The Women’s World conference is a gathering of academics, researchers, policymakers, community service providers and activists interested in exploring issues that hinder women’s equality.
More than 1,500 women from 91 countries will descend on Ottawa from July 3 to 7 for the 30th annual conference. This year’s theme is Inclusions, Exclusions and Seclusions: Living in a Globalized World.
The philosophy behind the conference is to mesh together three priorities: recognizing aboriginal women and indigenous women around the world, facilitating intergenerational dialogue, and making the event accessible to women with disabilities.
Caroline Andrew is director of the Centre of Governance and a professor in the School of Political Studies at the University of Ottawa. She is also the co-chair of this year’s forum.
“Not to say that these are the only intersections that we are preoccupied with, but we thought that these were really important ones and that they illustrated our preoccupation with trying to fully recognize the diversity of women,” she says.
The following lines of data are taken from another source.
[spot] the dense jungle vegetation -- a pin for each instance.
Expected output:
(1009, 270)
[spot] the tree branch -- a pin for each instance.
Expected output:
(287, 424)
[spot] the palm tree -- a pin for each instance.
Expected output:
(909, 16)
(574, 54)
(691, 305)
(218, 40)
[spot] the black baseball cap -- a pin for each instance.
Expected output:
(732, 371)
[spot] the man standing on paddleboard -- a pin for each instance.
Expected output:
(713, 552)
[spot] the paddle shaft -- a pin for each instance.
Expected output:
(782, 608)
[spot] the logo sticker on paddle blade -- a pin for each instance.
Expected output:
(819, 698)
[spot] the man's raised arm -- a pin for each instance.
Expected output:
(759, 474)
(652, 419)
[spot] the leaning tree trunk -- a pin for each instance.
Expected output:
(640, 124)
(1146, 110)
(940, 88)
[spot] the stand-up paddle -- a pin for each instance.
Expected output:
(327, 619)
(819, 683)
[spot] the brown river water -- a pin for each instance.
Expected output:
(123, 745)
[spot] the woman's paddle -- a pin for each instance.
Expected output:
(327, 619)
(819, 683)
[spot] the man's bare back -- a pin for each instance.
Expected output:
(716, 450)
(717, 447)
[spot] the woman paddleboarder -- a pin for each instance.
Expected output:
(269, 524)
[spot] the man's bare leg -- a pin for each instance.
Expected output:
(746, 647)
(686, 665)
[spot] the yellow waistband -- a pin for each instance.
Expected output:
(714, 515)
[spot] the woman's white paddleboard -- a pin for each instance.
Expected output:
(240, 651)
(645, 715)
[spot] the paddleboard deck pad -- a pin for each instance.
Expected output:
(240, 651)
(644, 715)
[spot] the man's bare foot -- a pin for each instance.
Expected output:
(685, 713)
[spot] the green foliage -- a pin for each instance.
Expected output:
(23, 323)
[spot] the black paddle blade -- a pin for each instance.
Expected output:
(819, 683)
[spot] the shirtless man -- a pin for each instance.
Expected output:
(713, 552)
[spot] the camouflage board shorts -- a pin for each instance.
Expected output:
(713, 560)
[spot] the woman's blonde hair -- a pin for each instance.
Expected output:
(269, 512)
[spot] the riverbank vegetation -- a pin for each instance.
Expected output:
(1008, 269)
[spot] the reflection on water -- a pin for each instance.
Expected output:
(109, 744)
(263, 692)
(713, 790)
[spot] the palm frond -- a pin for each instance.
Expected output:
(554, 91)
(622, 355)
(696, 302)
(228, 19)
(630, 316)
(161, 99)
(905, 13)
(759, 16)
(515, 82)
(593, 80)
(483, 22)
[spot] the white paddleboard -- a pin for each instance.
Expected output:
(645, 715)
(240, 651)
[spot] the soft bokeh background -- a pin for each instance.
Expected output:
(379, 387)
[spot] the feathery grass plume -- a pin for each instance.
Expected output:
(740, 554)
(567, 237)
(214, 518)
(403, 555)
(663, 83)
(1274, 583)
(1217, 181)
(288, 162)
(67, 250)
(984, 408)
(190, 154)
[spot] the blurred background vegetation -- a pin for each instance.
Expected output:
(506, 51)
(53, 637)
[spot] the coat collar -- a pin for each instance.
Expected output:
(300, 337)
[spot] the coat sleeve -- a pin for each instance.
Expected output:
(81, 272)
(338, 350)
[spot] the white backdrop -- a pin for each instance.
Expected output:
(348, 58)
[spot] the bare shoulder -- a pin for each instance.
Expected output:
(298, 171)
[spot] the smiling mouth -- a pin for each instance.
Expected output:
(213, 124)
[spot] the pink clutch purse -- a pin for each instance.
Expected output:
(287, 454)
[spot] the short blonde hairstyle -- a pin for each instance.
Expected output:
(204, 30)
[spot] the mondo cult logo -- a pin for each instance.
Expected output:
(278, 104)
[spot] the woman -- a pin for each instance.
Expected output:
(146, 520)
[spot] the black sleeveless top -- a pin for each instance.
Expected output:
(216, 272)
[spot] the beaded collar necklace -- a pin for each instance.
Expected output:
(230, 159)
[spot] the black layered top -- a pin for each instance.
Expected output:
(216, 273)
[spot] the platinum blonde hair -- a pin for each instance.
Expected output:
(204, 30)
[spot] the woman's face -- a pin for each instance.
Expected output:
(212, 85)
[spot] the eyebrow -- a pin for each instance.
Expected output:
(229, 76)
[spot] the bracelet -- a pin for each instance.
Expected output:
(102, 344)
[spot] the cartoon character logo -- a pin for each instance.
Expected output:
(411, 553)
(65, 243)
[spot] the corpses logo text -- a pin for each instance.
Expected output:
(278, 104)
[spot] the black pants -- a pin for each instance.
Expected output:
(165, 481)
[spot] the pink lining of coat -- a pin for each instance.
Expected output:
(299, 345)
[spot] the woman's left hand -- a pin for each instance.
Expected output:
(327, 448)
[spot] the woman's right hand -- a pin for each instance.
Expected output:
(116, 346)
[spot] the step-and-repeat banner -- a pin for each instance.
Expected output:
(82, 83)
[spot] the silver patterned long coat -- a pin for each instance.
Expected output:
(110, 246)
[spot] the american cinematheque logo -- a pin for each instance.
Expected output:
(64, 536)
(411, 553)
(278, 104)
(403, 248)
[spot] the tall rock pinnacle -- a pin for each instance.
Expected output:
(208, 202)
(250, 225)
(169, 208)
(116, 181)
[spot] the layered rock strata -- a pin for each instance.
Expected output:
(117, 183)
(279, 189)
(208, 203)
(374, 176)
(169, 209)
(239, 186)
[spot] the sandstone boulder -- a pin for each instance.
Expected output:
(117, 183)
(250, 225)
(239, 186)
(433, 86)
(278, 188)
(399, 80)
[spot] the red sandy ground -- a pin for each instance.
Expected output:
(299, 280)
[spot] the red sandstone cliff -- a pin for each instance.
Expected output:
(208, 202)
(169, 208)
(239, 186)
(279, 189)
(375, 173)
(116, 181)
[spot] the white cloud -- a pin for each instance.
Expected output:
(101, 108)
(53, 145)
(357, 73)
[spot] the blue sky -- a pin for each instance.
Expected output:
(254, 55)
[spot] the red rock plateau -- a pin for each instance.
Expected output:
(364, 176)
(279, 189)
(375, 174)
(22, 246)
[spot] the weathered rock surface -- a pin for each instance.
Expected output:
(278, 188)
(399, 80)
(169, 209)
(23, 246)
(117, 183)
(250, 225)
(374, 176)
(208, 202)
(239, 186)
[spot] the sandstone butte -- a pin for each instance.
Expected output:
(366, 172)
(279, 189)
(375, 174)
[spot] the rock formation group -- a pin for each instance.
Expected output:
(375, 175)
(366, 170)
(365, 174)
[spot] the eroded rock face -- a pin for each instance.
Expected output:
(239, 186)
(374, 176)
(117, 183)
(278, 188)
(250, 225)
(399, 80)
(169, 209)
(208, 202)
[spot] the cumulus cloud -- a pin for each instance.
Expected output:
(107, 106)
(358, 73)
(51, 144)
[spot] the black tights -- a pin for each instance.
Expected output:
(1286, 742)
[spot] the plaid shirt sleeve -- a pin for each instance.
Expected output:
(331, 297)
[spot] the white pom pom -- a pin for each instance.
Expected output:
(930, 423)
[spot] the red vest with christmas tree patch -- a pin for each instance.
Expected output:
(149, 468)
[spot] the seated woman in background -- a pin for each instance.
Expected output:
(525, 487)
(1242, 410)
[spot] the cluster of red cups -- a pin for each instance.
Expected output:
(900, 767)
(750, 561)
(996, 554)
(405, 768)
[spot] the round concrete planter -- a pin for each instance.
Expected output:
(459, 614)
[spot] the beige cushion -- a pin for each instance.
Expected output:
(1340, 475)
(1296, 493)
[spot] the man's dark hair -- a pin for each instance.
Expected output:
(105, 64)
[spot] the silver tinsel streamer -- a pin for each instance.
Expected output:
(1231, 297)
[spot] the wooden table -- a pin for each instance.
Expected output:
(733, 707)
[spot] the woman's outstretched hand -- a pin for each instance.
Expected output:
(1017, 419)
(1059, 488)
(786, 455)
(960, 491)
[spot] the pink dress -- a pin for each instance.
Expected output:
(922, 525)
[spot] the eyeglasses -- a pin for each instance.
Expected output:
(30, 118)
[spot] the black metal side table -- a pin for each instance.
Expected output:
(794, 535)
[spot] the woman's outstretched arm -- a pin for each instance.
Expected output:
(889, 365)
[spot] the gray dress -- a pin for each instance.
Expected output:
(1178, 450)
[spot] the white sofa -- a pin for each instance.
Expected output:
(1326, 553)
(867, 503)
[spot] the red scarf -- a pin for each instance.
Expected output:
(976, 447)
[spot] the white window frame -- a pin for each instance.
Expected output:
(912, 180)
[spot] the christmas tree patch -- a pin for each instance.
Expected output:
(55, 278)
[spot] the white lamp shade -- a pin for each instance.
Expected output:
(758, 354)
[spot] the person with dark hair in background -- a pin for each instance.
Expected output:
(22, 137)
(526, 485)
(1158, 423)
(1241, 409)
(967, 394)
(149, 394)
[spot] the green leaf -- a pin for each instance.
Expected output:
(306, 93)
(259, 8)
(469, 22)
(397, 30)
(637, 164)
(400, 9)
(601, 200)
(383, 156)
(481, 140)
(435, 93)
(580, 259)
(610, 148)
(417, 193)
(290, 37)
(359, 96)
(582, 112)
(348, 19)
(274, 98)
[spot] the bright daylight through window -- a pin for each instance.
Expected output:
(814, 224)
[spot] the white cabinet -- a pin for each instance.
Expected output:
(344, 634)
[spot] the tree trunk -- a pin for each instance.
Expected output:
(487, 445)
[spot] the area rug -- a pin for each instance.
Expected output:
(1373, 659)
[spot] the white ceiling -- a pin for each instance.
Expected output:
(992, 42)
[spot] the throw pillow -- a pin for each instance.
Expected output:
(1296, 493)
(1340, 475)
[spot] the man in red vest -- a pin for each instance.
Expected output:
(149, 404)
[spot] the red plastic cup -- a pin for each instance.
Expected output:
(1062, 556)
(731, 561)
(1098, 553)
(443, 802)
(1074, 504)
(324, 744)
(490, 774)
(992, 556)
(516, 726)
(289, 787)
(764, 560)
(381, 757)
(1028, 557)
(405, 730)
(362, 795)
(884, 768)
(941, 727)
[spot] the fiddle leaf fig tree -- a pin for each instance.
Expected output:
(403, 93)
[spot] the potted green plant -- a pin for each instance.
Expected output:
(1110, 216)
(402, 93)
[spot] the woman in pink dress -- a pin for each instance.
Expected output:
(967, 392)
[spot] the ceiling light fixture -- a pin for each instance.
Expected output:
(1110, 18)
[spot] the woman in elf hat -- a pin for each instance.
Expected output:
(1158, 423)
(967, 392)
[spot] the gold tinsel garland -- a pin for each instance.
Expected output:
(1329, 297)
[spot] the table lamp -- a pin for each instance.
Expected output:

The conference consists of presentations, workshops, forums and plenary discussions.
“Women’s World is offering a public space, a public forum for discussion and debate on the whole range of issues,” says Andrew. “We know there will be some issues on which there will be strong debate, and what we see ourselves as doing is offering a platform.”
According to Andrew, the guiding principle behind the plenaries was to get people from different sectors – frontline service providers, community advocates, policymakers and academics – to talk to each other.
“The plenaries are to bring people from very different sectors, from very different geographical places, from different language groups, respecting the idea of breaking barriers, breaking cycles, breaking ceilings,” she says.
The first day’s theme is Breaking Cycles, addresses the ways in which women are working to combat cycles of oppression in a globalized world. Day two’s theme, Breaking Ceilings, tackles strategies for breaking through economic, political and educational limitations placed on women’s careers.
Breaking Barriers, on day three, looks at how globalization divides women. The final day’s theme, Breaking Grounds, acknowledges the importance of information exchange between women around the world.
Andrew says it was a deliberate choice to end with Breaking Grounds.
“The idea was that we wanted the analysis of the impact of globalization, but we also wanted to highlight things that had been going on around the world on the ground,” she says. “We wanted the movement of the conference to end on a positive “keep going” mood.”
Andrew is conscious of the fact that the conference is being held in Canada and that 50 percent of the participants are from different parts of the country. She feels that for many of the participants who work at the community level the conference offers the opportunity to meet people they would never meet otherwise.
Bearing that in mind, what Andrew herself wants out of the conference is simple.
“My dream of a totally successful conference is that an enormous number of people come away with two or three emails [addresses],” says Andrew. “The connection that people here are realizing that they are part of a whole bunch of movements going on around the world and that there are mutual things that we can learn from one another – I think that would be really powerful.”